Just as employees could be fired from an organization for underperformance, similarly infrastructure associated with applications that don’t perform can be pruned! The pruning in the infrastructure space can be similar to reducing the number of hours of a contract resource – i.e., instead of 40 hours per week, it could be 20 hours per week or less. This kind of arrangement can be made without all the legal complexities if you aren’t on a fixed cost (similar to a permanent employee, where reduced hours may not relate to a reduced payment due to contractual obligations).
The most prominent area of cost savings is in the virtualization technology, or to oversimplify – a type of server or computer with specific characteristics or features. There are many features of these virtualization technologies where workloads can or cannot use. By selecting the right kind of virtualization technology that one’s workload can use now, one can discover cost savings.

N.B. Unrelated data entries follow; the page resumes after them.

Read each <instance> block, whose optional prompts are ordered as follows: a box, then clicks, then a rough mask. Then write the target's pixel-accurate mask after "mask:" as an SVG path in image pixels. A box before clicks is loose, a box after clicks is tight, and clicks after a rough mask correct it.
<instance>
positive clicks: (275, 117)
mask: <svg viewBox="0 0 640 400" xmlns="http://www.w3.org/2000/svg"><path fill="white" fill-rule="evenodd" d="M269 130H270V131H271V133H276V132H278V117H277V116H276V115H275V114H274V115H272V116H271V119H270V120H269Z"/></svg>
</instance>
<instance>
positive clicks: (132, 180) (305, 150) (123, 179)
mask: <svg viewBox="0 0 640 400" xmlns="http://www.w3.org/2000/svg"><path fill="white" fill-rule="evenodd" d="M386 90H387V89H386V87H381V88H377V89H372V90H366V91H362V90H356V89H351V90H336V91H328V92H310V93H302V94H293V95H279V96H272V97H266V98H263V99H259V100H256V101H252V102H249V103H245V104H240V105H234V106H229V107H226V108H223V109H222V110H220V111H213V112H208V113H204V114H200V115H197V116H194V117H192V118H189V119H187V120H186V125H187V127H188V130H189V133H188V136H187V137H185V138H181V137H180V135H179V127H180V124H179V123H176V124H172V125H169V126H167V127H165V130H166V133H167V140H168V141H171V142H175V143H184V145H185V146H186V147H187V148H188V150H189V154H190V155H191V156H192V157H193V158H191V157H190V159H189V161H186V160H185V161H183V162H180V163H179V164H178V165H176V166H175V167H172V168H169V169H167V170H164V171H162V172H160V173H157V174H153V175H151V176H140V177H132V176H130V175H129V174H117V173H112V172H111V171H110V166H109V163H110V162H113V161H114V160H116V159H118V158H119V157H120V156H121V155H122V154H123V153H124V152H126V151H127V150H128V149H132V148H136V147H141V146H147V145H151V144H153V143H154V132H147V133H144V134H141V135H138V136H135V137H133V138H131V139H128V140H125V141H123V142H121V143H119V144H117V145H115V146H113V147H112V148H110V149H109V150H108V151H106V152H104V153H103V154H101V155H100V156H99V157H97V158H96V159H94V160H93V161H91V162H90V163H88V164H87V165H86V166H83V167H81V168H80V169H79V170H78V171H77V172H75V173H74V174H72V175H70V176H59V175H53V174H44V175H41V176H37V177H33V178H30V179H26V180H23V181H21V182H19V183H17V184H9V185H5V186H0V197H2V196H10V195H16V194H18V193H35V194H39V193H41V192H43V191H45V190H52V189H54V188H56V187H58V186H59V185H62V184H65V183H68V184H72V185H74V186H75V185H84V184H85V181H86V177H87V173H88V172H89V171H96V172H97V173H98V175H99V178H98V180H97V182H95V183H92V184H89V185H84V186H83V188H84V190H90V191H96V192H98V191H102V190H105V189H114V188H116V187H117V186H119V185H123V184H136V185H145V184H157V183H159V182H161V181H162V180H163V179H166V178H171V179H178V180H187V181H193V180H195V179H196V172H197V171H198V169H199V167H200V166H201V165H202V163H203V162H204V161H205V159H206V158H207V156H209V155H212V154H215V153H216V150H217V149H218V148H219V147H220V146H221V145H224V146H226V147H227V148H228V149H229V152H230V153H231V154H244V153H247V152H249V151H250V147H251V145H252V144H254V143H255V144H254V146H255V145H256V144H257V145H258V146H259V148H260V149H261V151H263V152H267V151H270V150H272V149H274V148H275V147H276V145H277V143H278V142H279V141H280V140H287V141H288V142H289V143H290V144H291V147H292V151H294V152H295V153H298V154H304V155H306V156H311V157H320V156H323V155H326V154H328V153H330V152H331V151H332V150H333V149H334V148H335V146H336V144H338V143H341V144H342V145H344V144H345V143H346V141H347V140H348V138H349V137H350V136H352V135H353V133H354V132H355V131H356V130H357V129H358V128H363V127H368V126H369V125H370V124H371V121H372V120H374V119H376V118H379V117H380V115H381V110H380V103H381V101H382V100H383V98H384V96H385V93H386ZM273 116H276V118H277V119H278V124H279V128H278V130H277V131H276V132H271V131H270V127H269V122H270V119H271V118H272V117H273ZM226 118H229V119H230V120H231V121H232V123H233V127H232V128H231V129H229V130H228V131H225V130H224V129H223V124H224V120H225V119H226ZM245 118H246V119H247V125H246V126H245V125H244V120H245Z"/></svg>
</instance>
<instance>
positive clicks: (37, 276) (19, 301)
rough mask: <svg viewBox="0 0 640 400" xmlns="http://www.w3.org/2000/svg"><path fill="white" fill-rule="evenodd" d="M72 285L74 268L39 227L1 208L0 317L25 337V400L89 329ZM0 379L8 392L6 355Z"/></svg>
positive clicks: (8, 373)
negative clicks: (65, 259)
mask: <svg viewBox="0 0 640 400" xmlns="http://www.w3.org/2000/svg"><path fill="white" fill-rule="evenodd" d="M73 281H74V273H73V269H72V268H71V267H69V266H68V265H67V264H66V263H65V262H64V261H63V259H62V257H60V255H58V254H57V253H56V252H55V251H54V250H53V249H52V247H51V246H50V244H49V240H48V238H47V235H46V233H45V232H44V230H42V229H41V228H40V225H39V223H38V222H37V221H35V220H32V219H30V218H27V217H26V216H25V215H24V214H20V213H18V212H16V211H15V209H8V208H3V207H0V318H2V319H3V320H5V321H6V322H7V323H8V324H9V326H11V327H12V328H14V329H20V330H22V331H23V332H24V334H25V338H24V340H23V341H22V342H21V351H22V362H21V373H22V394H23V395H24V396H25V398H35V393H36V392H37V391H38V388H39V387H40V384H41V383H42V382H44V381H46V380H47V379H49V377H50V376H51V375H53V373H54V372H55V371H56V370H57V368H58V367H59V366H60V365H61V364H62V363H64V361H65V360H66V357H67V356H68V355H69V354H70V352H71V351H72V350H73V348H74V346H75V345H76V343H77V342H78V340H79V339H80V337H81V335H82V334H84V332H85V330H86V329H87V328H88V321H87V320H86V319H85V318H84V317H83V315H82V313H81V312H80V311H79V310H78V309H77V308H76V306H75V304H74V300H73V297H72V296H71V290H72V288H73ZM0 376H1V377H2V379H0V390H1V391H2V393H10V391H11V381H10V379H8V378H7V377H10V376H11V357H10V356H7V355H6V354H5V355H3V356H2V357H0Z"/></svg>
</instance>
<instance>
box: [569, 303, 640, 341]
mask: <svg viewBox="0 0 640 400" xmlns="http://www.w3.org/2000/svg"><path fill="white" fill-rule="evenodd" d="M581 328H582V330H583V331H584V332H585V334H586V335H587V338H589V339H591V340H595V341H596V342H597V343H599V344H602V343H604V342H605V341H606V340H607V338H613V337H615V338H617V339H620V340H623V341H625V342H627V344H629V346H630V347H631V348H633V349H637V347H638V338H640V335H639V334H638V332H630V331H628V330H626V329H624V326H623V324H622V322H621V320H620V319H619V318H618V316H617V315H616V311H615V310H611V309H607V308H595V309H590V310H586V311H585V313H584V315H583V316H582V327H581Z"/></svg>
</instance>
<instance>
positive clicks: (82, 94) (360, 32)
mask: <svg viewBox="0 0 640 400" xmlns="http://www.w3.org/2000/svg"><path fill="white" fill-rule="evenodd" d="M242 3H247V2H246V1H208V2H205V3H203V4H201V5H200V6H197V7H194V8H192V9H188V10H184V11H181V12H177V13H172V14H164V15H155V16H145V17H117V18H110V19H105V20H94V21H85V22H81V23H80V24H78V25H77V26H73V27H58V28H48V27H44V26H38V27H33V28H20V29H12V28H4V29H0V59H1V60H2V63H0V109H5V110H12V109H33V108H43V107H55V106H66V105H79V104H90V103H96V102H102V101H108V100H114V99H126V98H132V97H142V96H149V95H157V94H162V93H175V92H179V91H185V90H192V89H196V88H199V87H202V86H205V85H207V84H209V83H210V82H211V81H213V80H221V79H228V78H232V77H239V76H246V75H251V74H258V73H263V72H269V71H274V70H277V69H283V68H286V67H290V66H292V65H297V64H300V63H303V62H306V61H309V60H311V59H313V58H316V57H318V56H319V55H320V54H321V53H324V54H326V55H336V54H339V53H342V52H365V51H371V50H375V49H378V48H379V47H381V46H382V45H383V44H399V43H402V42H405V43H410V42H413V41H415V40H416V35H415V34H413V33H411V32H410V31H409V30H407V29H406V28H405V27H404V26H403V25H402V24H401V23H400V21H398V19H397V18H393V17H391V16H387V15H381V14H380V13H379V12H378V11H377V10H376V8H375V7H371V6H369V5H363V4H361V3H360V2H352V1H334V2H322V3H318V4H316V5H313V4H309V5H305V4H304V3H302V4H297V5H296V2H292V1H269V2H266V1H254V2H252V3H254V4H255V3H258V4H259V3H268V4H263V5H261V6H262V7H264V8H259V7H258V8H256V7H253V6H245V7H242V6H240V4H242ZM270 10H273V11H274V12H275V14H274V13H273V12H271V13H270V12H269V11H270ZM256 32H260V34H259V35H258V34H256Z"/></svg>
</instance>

Another area of cost savings is in the space of storage, where there are variations of storage types with various levels of redundancy and recoverability. Choosing the right storage types can lead to cost savings in the cloud. Another area is in configuration and setup intricacies.
Until recently the analysis of cost savings was a complex skill that required specialized engineers spend countless hours of expert analysis of multiple computer-generated logs. In the past standardization of these cloud logs along with business intelligence type, tools made it possible to generate savings. However, nowadays with artificial intelligence technologies (AI), these logs can be accessed in seconds, expert decision making applied in seconds, and the exact amount in the cloud can be discovered, reported in few minutes.